Why Kenyan enterprises are stuck in the hustle stage

Enterprise
By Graham Kajilwa | Apr 08, 2026

Kenyan SMEs remain in the hustle stage, facing fragmented markets and limited growth. [File Courtesy]

Weak aggregation, limited growth in capital, and fragmented markets are among the reasons why Kenya’s business ecosystem is stuck in the hustle stage, even as entrepreneurs are largely left to fend for themselves.

According to a new report, while there are some pockets of structured markets in some sectors such as dairy and agro-processing, the larger part of the economy is hustle-driven.

The Kenya Opportunity Index Report 2026, published last month, categorises economies in four tiers: survival, hustle, transition and structured opportunity.

The report, which ranks counties in terms of opportunity readiness, lists Nandi and Kisumu as the only ones at the structured opportunity tier with scores of 61.2 and 61.0, respectively.

Garissa County has a score of 23.6 operating as a survival economy. The rest of the counties are operating as either transition or hustle economies.

The report describes a hustle economy as one where entrepreneurs are highly active and resilient, but markets remain fragmented, and demand is often unpredictable. For such an economy, effort is high, but opportunity systems are still developing.

A transition economy is where businesses begin to experience clearer market signals. In such cases, entrepreneurs are experimenting with growth, customer relationships, and more deliberate business practices.

In a structured opportunity economy category where Nandi and Kisumu counties fall, market systems are organised, and demand is more predictable. Entrepreneurs can scale operations and participate in broader value chains.

For a survival economy, like the case of Garissa, enterprises exist solely for sustenance. Markets are also highly uncertain, and businesses operate with minimal structure.

“The national score observed in this report suggests that Kenya is currently operating within a hustle-driven economic environment with merging signals of transition toward more structured opportunity systems,” the report says.

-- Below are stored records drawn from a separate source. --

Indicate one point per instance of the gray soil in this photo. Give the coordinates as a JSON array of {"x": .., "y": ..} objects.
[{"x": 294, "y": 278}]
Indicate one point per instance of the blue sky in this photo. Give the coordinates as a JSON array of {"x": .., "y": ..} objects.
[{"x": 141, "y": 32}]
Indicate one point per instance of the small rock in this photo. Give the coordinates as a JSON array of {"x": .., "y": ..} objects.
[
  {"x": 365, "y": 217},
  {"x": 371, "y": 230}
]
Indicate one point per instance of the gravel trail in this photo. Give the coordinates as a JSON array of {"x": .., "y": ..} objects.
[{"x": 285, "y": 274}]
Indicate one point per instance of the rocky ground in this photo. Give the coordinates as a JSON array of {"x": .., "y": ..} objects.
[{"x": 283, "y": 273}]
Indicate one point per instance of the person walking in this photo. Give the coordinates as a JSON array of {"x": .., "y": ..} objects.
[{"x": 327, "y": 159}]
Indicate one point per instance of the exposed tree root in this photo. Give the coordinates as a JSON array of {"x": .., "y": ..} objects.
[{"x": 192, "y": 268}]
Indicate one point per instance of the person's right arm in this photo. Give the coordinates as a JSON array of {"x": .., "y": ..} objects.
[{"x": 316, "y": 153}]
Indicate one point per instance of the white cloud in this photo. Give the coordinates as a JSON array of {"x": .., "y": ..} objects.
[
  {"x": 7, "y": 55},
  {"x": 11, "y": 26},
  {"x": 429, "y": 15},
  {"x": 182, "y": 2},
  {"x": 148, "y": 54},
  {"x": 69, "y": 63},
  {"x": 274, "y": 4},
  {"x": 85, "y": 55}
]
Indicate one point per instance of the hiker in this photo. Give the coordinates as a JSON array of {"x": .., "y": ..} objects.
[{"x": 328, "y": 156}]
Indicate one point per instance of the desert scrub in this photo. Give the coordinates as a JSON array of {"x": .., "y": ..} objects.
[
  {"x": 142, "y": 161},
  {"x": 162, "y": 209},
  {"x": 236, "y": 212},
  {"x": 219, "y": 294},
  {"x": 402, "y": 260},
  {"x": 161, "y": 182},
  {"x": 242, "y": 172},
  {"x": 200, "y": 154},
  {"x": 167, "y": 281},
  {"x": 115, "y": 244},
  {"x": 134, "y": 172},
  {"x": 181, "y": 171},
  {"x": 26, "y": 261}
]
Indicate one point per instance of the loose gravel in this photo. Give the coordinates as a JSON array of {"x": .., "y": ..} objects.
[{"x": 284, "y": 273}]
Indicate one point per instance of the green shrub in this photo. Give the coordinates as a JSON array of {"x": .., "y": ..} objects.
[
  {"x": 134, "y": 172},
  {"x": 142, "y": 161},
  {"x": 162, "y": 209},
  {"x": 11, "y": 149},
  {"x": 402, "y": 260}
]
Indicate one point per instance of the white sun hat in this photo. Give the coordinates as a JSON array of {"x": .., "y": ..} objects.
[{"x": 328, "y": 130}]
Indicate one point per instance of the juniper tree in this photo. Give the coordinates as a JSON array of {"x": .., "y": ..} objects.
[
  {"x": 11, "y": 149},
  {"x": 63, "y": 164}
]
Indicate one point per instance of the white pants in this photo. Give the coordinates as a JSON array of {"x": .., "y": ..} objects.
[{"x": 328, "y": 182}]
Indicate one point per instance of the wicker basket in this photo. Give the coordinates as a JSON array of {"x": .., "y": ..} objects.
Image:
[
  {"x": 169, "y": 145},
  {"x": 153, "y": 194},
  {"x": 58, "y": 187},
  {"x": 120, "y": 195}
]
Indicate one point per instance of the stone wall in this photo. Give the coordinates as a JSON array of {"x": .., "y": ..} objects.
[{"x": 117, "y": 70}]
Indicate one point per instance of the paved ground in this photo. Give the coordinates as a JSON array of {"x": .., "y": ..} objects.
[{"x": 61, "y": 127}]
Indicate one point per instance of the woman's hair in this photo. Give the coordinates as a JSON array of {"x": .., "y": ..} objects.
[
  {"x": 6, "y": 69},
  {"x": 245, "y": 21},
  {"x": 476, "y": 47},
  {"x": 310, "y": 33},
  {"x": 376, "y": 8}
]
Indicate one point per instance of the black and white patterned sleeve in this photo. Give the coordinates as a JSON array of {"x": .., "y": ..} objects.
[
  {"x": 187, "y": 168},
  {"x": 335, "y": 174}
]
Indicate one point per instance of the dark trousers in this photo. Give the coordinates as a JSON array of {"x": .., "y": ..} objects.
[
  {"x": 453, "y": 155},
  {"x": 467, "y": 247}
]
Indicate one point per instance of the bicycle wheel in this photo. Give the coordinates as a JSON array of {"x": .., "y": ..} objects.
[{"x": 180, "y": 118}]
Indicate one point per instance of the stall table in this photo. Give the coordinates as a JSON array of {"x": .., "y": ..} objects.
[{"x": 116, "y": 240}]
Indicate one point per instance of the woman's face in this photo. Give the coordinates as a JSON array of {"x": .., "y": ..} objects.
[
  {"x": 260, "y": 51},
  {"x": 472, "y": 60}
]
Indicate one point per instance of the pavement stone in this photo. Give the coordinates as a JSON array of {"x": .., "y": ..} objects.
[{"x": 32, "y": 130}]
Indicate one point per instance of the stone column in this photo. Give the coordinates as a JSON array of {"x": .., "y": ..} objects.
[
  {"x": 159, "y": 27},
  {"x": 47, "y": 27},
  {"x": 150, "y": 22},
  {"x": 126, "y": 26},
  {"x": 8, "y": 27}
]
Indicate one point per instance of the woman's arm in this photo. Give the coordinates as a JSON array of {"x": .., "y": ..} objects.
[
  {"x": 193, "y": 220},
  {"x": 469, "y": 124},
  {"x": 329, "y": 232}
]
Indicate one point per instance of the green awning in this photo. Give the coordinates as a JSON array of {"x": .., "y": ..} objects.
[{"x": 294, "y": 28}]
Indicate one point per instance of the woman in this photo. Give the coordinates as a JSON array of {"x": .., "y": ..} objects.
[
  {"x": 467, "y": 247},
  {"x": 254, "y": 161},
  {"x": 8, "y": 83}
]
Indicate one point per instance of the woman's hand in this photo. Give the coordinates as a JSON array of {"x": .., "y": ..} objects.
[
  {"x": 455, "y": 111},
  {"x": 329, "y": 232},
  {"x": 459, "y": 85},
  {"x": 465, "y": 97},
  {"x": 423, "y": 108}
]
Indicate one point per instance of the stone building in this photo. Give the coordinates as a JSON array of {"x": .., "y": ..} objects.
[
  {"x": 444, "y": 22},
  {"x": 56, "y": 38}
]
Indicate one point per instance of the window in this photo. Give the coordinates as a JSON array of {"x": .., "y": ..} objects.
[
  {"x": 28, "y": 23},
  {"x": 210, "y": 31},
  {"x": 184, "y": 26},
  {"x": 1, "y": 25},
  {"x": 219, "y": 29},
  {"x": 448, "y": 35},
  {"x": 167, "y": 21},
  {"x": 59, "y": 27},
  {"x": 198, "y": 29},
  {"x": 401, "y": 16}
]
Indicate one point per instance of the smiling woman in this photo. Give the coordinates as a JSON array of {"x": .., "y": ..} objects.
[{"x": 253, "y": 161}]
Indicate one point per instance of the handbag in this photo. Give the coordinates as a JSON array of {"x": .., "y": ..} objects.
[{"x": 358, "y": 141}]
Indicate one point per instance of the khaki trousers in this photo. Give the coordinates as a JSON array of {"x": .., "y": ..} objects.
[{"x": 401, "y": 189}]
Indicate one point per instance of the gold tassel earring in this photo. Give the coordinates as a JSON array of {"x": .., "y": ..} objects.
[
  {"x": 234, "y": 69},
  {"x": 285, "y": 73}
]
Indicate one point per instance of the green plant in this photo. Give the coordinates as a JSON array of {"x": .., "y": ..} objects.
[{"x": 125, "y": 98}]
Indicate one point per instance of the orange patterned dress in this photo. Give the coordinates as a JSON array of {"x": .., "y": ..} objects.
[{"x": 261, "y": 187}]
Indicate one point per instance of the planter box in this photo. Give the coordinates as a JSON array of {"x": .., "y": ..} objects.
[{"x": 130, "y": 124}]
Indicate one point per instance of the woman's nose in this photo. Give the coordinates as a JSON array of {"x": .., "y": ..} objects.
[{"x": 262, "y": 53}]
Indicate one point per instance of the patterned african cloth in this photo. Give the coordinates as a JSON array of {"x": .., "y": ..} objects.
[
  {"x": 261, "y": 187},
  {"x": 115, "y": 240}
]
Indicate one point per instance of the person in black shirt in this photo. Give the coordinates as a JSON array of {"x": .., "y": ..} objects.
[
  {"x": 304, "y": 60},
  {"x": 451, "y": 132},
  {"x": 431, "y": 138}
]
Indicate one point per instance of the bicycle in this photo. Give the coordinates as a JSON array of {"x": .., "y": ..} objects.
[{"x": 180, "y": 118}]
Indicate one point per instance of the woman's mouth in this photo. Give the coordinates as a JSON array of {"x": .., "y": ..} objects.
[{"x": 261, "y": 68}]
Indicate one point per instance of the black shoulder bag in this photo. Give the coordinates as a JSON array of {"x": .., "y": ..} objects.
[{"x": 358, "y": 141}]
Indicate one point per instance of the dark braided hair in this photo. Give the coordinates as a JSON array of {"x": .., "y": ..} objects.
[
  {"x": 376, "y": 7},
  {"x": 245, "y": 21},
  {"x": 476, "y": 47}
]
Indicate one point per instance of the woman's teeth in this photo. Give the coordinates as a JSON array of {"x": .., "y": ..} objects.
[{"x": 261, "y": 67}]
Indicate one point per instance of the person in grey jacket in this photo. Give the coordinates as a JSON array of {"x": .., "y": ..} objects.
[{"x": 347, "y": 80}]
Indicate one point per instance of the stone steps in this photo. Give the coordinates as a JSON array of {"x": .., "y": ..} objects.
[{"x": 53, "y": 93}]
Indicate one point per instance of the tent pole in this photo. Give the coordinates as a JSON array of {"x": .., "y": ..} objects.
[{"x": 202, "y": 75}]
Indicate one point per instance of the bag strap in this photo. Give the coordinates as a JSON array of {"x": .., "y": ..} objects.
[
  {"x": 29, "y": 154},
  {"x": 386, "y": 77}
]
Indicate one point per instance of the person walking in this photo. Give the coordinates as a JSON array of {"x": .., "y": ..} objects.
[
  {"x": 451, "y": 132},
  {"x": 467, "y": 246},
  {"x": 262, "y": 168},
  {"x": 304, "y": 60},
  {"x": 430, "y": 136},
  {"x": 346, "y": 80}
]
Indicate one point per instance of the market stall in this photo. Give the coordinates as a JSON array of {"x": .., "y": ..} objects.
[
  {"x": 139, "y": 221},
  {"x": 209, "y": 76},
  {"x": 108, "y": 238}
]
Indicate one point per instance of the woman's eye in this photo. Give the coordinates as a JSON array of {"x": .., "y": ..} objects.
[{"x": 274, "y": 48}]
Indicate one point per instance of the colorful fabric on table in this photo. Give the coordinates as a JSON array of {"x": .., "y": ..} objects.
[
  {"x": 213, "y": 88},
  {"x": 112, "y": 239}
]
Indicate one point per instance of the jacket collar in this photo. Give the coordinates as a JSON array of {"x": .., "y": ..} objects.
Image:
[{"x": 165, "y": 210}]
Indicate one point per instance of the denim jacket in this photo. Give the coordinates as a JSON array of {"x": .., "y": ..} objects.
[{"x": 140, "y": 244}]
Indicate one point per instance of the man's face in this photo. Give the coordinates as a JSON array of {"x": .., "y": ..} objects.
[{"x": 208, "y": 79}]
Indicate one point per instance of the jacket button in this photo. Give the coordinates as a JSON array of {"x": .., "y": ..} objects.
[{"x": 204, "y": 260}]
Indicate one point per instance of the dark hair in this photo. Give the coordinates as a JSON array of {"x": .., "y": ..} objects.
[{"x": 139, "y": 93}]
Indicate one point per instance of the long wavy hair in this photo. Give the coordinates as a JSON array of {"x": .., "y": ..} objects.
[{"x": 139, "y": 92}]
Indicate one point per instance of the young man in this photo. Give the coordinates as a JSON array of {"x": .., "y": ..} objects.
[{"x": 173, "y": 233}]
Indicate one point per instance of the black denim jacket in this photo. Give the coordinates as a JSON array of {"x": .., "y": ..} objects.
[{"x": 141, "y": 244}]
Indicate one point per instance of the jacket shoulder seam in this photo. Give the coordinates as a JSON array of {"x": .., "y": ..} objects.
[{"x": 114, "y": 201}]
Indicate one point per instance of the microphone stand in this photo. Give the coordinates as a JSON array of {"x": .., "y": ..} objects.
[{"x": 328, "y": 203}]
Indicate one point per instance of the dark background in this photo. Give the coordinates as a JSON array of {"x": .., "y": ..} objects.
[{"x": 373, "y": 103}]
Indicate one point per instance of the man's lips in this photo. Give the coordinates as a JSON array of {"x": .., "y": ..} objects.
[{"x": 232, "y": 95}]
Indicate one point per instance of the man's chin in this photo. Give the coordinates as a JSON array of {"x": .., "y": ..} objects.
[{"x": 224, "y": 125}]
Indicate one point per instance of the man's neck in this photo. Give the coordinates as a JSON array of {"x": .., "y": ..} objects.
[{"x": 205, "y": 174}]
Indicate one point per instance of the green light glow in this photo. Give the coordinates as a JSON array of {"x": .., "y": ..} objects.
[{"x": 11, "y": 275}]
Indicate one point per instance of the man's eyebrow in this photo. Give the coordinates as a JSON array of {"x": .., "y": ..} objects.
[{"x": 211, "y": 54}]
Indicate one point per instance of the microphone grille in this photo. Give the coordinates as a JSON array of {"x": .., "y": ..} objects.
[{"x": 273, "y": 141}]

The report has identified five structural bottlenecks that deny businesses the opportunity to scale. These are: fragmented markets, weak aggregation, limited growth capital, skills and productivity gaps, and weak coordination across opportunity systems.

On capital, the report says, while it exists in some places, finance for scaling, equipment, and contract fulfilment remains shallow.

For skills and productivity gaps, the scenario is that many businesses need better planning, quality control, digital tools, and operational systems.

Weak aggregation is evidenced by small producers reaching buyers individually rather than through organised cooperative or supplier systems, while fragmented markets are portrayed by many entrepreneurs still selling into tiny, unstable, highly localised demand systems.

Weak coordination across the opportunity systems is explained by programmes, financiers, buyers, and training institutions operating in silos.

The report states that one of the most powerful insights from the index is that Kenya is not lacking in entrepreneurial energy.

It says citizens are starting businesses, adapting to difficult market conditions, finding creative ways to earn a living, and supporting families and communities through their enterprises.

“In many ways, Kenya is already one of the most entrepreneurial societies in the world,” the report says. “What this report suggests, however, is that much of this energy is still operating within what can be described as a hustle economy.”

In a hustle economy, it explains, effort is high, but structure is limited.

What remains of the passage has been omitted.